The system reacted late, almost cautiously.
[Warning: Territorial Buffer Removed]
[Core Stress: Temporary Spike]
[Status: Enduring]
The pain faded gradually, leaving behind a deep ache and something worse, a hollow sense of exposure. The world beyond the village did not cradle her existence. It weighed it, measured it, and waited to see if it would break.
She pushed herself upright and behind her, the ward shimmered faintly, whole and unchanged, as if daring her to return. She did not look back again.
The forest swallowed her quickly.
This was not the tame woodland near the village's edge. The deeper she walked, the stranger it became. Trees twisted in ways that defied symmetry, their bark threaded with faint luminescent veins.
Creatures watched her openly from branches and undergrowth, beings she had only ever dreamed of or read about in half-forgotten fantasy; some were antlered wolves with eyes like molten amber, insects shaped like floating glass shards, and serpentine silhouettes drifting between roots without disturbing a single leaf.
Yet for some reason, none attacked, they simply observed her with caution.
Her instincts cataloged everything automatically, threat levels, mana density, and movement patterns, yet something else was layered over it all: awe.
This world was not gentle, but it was vast, alive in ways her old one had never been. Every step forward made the air feel heavier, more real, as if she were sinking deeper into the true body of the world itself.
She was careful as she went through it and even rested when she could, since the area was quite vast and she was following a map she could barely understand.
She passed ruins hours later, stone structures consumed by moss and time, arches half-collapsed and engraved with symbols worn so smooth they no longer carried language. These were not recent. These were remnants of things that had once mattered, proof that survival here was never guaranteed, no matter how powerful one became.
She slowed as she moved through them, her shadow stretching unnaturally across broken stone. The observer's mark pulsed faintly, reacting to the old authority buried there, but she did not stop. Whatever those ruins had represented, they were endings, not beginnings.
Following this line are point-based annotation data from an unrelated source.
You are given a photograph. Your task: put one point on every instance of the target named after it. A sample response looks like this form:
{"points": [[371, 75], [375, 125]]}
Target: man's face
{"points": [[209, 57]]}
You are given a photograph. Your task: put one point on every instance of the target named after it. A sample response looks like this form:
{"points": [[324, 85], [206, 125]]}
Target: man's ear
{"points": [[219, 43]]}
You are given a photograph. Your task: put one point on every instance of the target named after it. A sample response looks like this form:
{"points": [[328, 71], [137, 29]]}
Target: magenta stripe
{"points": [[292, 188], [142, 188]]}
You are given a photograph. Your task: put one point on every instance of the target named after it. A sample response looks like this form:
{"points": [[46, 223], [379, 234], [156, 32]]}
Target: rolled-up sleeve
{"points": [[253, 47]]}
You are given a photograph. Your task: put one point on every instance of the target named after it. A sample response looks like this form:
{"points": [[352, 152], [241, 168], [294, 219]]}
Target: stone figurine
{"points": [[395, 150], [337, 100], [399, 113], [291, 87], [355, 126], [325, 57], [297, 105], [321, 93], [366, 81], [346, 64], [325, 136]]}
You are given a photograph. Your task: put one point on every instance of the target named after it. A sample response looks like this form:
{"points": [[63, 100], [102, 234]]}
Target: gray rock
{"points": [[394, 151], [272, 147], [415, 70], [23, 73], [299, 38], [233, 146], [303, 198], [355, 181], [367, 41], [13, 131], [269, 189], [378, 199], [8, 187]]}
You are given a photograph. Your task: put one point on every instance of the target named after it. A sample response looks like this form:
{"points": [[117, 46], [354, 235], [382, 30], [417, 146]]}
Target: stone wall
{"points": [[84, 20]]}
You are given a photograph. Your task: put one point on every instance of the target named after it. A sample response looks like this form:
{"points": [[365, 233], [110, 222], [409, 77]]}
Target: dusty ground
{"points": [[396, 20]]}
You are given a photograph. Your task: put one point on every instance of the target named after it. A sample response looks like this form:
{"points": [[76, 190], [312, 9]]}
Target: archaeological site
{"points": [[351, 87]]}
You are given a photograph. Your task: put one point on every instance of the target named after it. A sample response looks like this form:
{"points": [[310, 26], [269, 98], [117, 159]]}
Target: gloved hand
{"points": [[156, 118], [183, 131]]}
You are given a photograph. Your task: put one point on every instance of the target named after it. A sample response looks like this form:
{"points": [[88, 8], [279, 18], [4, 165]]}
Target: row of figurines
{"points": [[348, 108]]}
There was no turning back now.
She felt it then, unmistakably, as the forest thinned and the land opened into something broader and harsher. The mana shifted in the air, sharper, less forgiving. The pressure returned, but not as pain; it came back as expectation. This was no longer the outskirts of safety or the buffer of a small village clinging to survival.
This was the real world, the area far beyond the secrecy of the forest.
Her heartbeat steadied as she came to a halt, standing at the threshold where paths splintered in directions she could not yet name. Danger waited in all of them; she knew that, but so did growth.
She inhaled deeply, shoulders squaring as she braced herself, not for a single fight, but for the long reality of what lay ahead.
Back in Lystern, Elder Rean finally turned away from the forest, her grip tightening on her staff.
"I cannot feel her presence anymore; she made it out of the forest; she crossed," she murmured to herself. "And now she is in the real world, somewhere where we cannot reach easily and she will learn, maybe the hard way, but I hope she survives the rules out there."
Far beyond sight, something ancient shifted its attention fully toward her path and as she stepped forward again into territory that would not forgive weakness or hesitation.
She looked at the three paths ahead of her, each leading to different things, then she looked down at the map and her tail. Not knowing whether she would be accepted, she pulled on a cloak with a hood and took a step forward.
She understood one final truth with chilling clarity. From this point on, survival would no longer be enough.